Хендрик громко расхохотался.
— Какой же ты молодец!
Но Виллем оставался серьезным.
— Я делаю это не только для тебя, но и для Франчески.
Хендрик нахмурился.
— А какое отношение имеет к этому моя дочь?
— Я хочу, чтобы деньги, которые ты получишь за эту картину, нашли хорошее применение. Заплати за учебу дочери у мастера, который станет ей хорошим учителем и поможет раскрыться ее необыкновенно яркому дарованию.
Глаза Хендрика забегали, и он отвернулся от Виллема.
— Ты что же, думаешь, я против? У меня просто истощилось терпение, хотя я очень хотел стать наставником для дочерей. Но что касается живописи, между ними и мной как будто бы встала стена. Я никогда не был хорошим учителем, а уж теперь и вовсе утратил эту способность.
— Тогда сделай, как я тебе говорю! — настойчиво сказал Виллем. — Ведь в твоих силах дать Франческе хорошего учителя, как она того заслуживает.
— Но ведь тех денег, что я получу за картину, не хватит, чтобы оплатить шестилетний курс обучения.
— Ей не надо учиться шесть лет! Ведь ты все же с ней занимался и давал необходимые советы. Поэтому двух лет будет более чем достаточно.
Хендрик снова повернулся к Виллему.
— Я вижу, ты не в состоянии понять все связанные с этим трудности. Я не знаю ни одного художника, который взял бы в обучение женщину, и дело вовсе не в предрассудках, направленных против слабого пола. Ведь ей придется работать в мастерской и рисовать обнаженную натуру. Конечно, мои дочери не раз видели обнаженных натурщиков в мастерской и делали с них наброски. Но по моему приказанию мужчины-натурщики всегда прикрывались, чтобы не вводить девочек в смущение. Нет, будет очень трудно подыскать для Франчески хорошего учителя.
Лицо Виллема не утратило уверенного выражения.
— Я знаю такого человека, — сказал он твердо. — Он принадлежит делфтской школе.
Хендрик в задумчивости почесал подбородок. Он знал, что в семи крупных городах Голландии были свои школы живописи, однако, для своей дочери он предпочел бы Гильдию Амстердама. Конечно, в Делфте была отличная школа, благодаря которой стал знаменитым ученик Рембрандта Карел Фабрициус, который умер совсем молодым. К делфтской школе относился и Ян Стен, а также многие другие знаменитые живописцы.
— Какого же художника ты имеешь в виду?
— Йохоннеса Вермера.
Хендрик посмотрел на Виллема отсутствующим взглядом.
— Я никогда о нем не слышал.
— Ничего удивительного.
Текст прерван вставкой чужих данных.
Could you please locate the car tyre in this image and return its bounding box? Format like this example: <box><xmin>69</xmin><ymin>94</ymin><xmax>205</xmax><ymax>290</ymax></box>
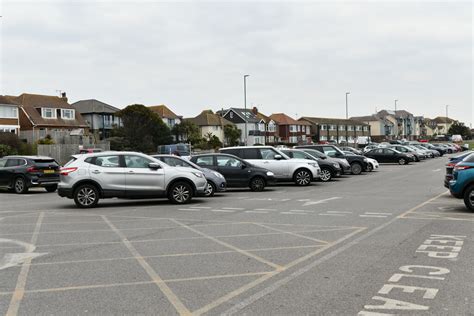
<box><xmin>204</xmin><ymin>181</ymin><xmax>216</xmax><ymax>197</ymax></box>
<box><xmin>464</xmin><ymin>185</ymin><xmax>474</xmax><ymax>211</ymax></box>
<box><xmin>249</xmin><ymin>177</ymin><xmax>266</xmax><ymax>192</ymax></box>
<box><xmin>351</xmin><ymin>162</ymin><xmax>362</xmax><ymax>175</ymax></box>
<box><xmin>13</xmin><ymin>177</ymin><xmax>28</xmax><ymax>194</ymax></box>
<box><xmin>293</xmin><ymin>169</ymin><xmax>312</xmax><ymax>186</ymax></box>
<box><xmin>168</xmin><ymin>182</ymin><xmax>193</xmax><ymax>204</ymax></box>
<box><xmin>319</xmin><ymin>168</ymin><xmax>332</xmax><ymax>182</ymax></box>
<box><xmin>74</xmin><ymin>184</ymin><xmax>100</xmax><ymax>208</ymax></box>
<box><xmin>44</xmin><ymin>184</ymin><xmax>58</xmax><ymax>192</ymax></box>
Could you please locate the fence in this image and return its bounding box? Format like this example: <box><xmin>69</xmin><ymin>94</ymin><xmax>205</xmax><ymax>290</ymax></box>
<box><xmin>38</xmin><ymin>142</ymin><xmax>110</xmax><ymax>165</ymax></box>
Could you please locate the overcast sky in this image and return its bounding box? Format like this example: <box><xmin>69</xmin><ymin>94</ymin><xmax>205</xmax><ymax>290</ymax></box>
<box><xmin>0</xmin><ymin>0</ymin><xmax>474</xmax><ymax>124</ymax></box>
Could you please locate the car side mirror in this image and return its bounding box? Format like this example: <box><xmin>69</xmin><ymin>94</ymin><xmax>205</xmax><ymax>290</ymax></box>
<box><xmin>148</xmin><ymin>162</ymin><xmax>161</xmax><ymax>170</ymax></box>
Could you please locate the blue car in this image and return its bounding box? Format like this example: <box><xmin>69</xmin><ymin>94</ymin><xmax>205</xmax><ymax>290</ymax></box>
<box><xmin>449</xmin><ymin>154</ymin><xmax>474</xmax><ymax>211</ymax></box>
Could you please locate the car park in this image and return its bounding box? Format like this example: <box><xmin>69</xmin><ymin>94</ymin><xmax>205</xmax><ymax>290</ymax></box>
<box><xmin>365</xmin><ymin>148</ymin><xmax>414</xmax><ymax>165</ymax></box>
<box><xmin>152</xmin><ymin>155</ymin><xmax>226</xmax><ymax>196</ymax></box>
<box><xmin>58</xmin><ymin>152</ymin><xmax>207</xmax><ymax>208</ymax></box>
<box><xmin>449</xmin><ymin>154</ymin><xmax>474</xmax><ymax>211</ymax></box>
<box><xmin>190</xmin><ymin>153</ymin><xmax>275</xmax><ymax>192</ymax></box>
<box><xmin>220</xmin><ymin>146</ymin><xmax>321</xmax><ymax>186</ymax></box>
<box><xmin>295</xmin><ymin>145</ymin><xmax>368</xmax><ymax>175</ymax></box>
<box><xmin>281</xmin><ymin>149</ymin><xmax>341</xmax><ymax>182</ymax></box>
<box><xmin>0</xmin><ymin>156</ymin><xmax>59</xmax><ymax>194</ymax></box>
Его знают только в пределах Делфта. Вермер пишет немного, в основном ему позирует жена, которую он обожает. У них несколько детей.
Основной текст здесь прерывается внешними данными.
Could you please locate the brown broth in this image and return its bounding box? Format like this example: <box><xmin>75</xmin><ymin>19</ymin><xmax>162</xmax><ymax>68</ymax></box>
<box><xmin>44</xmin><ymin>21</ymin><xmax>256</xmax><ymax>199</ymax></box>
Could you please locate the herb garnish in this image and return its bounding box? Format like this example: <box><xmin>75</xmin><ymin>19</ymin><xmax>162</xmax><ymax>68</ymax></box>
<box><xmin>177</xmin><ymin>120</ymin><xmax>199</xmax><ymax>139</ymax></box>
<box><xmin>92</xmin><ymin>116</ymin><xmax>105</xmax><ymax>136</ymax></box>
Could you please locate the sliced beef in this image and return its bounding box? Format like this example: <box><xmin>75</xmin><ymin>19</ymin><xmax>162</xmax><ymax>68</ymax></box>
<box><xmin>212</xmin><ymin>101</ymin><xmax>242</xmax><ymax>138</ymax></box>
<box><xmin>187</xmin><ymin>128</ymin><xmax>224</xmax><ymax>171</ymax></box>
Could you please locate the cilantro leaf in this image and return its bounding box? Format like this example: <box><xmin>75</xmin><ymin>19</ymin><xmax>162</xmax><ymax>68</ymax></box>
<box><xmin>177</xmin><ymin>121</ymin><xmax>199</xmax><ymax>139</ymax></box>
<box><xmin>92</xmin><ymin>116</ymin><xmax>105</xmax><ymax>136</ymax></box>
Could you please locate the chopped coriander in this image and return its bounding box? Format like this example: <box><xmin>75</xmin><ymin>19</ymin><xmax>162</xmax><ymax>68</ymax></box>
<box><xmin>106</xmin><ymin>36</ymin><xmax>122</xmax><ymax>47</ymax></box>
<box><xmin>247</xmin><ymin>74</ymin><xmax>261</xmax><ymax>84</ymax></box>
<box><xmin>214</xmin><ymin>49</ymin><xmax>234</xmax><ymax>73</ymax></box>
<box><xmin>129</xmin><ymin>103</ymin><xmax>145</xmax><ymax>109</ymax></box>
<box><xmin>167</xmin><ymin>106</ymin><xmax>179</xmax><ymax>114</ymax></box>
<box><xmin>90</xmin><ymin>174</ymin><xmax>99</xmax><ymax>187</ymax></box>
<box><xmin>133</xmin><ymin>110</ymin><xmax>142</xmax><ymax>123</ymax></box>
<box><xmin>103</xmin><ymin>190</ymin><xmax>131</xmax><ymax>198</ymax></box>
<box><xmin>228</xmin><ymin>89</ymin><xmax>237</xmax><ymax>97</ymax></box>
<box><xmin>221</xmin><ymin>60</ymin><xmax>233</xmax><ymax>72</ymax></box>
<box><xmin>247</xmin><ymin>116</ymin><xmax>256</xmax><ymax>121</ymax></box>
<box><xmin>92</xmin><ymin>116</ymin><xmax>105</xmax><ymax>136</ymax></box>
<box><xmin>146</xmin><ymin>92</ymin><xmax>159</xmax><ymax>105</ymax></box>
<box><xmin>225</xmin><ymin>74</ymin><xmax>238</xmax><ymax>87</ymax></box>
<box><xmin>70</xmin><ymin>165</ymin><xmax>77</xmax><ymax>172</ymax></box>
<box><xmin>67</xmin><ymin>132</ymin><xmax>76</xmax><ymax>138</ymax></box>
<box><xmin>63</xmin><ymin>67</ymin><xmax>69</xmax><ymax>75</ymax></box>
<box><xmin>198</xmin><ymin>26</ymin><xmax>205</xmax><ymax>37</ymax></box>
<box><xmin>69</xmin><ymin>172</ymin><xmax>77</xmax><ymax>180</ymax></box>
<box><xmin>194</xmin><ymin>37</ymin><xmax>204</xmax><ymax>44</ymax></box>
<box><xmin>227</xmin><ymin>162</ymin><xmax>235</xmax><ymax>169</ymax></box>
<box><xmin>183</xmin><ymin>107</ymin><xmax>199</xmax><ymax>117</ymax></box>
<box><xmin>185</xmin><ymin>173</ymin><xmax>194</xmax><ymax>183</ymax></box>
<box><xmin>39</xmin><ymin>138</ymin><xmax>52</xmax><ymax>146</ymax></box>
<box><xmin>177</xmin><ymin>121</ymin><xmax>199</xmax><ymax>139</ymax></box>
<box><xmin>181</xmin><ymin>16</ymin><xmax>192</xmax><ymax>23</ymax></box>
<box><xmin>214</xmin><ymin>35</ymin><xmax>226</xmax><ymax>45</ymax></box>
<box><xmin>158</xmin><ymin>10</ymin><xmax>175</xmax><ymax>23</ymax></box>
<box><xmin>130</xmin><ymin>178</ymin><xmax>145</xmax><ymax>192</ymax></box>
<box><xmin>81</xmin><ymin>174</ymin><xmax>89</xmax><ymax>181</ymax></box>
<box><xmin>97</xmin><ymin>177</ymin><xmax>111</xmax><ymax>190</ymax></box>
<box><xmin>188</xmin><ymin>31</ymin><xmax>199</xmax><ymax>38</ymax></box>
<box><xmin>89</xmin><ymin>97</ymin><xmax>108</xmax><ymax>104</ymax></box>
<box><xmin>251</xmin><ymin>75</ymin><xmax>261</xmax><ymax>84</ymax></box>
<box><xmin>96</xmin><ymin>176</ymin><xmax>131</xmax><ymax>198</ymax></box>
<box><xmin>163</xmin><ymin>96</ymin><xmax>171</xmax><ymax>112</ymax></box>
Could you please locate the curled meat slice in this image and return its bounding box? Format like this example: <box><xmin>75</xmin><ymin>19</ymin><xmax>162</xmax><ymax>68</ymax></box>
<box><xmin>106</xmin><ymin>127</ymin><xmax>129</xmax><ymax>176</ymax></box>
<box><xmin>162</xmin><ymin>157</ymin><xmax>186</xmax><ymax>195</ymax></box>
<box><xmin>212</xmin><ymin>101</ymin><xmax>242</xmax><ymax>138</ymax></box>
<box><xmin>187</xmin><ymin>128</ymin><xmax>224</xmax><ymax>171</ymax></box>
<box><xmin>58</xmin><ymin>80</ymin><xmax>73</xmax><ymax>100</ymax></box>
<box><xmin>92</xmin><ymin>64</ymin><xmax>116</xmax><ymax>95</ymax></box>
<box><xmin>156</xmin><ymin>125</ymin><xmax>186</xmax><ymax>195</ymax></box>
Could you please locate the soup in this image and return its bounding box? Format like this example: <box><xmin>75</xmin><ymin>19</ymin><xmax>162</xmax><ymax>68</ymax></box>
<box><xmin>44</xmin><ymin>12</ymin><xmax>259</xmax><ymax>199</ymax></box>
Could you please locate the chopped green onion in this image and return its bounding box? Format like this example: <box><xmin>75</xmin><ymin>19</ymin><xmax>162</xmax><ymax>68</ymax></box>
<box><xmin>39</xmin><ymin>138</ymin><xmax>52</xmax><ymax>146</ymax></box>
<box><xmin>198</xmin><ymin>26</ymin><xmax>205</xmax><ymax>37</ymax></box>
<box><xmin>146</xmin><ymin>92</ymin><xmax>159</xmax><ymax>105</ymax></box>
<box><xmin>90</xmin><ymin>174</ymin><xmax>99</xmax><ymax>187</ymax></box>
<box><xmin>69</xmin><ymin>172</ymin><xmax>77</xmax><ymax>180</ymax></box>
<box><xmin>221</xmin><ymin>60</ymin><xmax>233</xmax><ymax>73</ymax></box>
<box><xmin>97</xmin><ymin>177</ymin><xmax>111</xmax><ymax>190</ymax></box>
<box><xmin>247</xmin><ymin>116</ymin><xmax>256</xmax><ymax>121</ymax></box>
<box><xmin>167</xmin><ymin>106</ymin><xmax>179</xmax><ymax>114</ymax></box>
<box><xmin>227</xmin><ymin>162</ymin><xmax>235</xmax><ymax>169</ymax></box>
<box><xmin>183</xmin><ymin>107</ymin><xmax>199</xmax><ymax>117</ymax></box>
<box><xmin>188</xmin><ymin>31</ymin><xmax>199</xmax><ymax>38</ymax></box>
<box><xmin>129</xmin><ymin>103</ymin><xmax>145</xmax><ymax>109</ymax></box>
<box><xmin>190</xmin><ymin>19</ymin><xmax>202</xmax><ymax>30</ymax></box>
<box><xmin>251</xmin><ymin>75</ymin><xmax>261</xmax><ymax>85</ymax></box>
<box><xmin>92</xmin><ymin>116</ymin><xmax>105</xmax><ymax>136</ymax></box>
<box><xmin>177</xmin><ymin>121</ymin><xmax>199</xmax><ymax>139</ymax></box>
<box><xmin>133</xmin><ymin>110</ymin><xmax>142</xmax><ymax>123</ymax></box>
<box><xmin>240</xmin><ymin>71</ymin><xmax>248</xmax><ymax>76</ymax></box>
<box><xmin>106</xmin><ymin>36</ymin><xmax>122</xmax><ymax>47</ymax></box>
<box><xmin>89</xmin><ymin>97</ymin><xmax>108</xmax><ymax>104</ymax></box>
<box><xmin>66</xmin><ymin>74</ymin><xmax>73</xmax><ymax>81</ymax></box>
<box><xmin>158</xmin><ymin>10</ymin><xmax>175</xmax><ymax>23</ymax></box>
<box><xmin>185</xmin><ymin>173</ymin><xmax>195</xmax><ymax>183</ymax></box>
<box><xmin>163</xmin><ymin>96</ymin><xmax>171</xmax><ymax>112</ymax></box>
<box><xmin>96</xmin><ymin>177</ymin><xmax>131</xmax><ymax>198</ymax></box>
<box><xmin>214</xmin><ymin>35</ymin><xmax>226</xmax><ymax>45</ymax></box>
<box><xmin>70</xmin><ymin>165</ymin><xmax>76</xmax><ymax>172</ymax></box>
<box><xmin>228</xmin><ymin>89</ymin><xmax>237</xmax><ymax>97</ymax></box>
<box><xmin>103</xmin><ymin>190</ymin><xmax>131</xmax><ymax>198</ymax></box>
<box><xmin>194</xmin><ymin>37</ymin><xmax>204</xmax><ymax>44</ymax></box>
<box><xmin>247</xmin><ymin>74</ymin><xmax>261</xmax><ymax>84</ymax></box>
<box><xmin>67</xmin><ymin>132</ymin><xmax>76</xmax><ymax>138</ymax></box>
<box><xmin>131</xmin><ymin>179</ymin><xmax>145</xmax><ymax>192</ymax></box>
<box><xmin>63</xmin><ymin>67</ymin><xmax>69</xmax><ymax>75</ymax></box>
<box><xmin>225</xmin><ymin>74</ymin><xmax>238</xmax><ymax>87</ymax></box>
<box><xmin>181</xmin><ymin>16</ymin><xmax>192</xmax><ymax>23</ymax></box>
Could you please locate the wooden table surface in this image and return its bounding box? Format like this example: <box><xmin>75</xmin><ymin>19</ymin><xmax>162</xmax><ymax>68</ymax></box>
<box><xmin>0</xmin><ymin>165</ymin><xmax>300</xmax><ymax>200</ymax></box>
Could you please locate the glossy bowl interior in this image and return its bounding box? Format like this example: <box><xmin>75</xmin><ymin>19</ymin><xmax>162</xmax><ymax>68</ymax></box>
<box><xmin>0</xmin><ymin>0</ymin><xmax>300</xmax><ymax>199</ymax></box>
— Как же ему удается их прокормить?
— Какое-то время он занимался таверной покойного отца, но теперь он ее кому-то сдал, сейчас Вермер посвятил себя живописи, поэтому я с ним и познакомился.
— Что, трактирщик?
На лице Хендрика было написано праведное возмущение, и человек, не знавший его достаточно хорошо, мог бы подумать, что он никогда не переступал порога заведения, где подавали спиртное.